When Wikinews posted a link to the Mormon Church's Handbook of Instructions, the foundation received a letter asking the free online news service to remove the link.
The Church of Jesus Christ of Latter-day Saints has long been protective about the material in the Church Handbook of Instructions. The handbook is a two-volume guide for Mormon ecclesiastical leaders that has appeared on the Internet from time to time. Representatives from the Mormon church have asked Wikimedia to remove the link to their intellectual property, but the church has not yet filed suit against the organization that posted the document, Wikileaks, which is not connected to the Wikimedia foundation.
Parts of the Church Handbook of Instructions have been posted online before. In the late 1990s, the Utah Light House Ministry posted 16 pages of the document online and then was asked to remove them when the Intellectual Reserve requested that a link to the book that appeared on Wikinews be deleted on the grounds of copyright infringement. The Mormon church has not filed a Digital Millennial Copyright Act complaint against the Wikimedia foundation.
The Tanners agreed to quote no more than 50 words of the document at a time in any of their articles when the legal suit of Intellectual Reserve against the Utah Lighthouse Ministry ended in 2002. Sandra Tanner posted a response that can be found on Utah Lighthouse Ministry's website.
Wikileaks is a site for whistle blowers, according to spokespeople for the Wikimedia foundation. In April, someone sent the foundation a copy of the Church Handbook of Instructions. Wikinews reports that Intellectual Reserve, the agency that holds the intellectual property of the Mormon church, asked Jimmy Wales, the agent for the Wikimedia foundation, to remove the link.
The handbook, which is not available to the regular Mormon, is an instruction manual for branch presidents, bishops, and stake presidents on how to handle ecclesiastical affairs. The two-volume instruction manual contains little that would be shocking if the information became publicly available.

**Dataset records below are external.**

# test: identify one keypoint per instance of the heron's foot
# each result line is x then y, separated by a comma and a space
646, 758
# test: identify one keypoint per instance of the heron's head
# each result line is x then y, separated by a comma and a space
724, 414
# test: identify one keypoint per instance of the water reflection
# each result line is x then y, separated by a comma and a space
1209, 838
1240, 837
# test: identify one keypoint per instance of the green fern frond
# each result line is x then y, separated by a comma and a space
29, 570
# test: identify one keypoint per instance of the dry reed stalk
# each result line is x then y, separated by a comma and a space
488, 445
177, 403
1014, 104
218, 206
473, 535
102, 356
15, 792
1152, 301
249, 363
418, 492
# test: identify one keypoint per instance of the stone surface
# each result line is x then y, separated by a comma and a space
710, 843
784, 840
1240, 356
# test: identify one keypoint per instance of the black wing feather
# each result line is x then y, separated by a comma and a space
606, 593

No one disputes the right of Intellectual Reserve or the Mormon church to protect its intellectual property, but threatening legal action only when some church documents are posted online makes the church look like it has something to hide. Intellectual Reserve and the Mormon leadership would be better served by posting the Church Handbook of Instructions on a site under the church's control.

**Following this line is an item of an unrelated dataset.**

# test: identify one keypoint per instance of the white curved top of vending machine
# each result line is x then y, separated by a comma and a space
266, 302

The representatives for the Mormon church confused Wikileaks, a website dedicated to letting people post documents anonymously, with the makers of Wikipedia. The Church of Jesus Christ of Latter-day Saints would be better served by releasing the information to the public on its own website, rather than trying to make intellectual property claims. The public that knows little about the Mormon church will view this as an attempt to suppress information that the church does not wish known.
Resources:
“Copy of Handbook for the Church of Jesus Christ of Latter-day Saints Obtained by Wikinews.” Wikinews. April 19, 2008
“Mormon Church Handbook of Instructions.” Wikileaks. (The link to the document has not been provided to avoid unnecessary controversy.)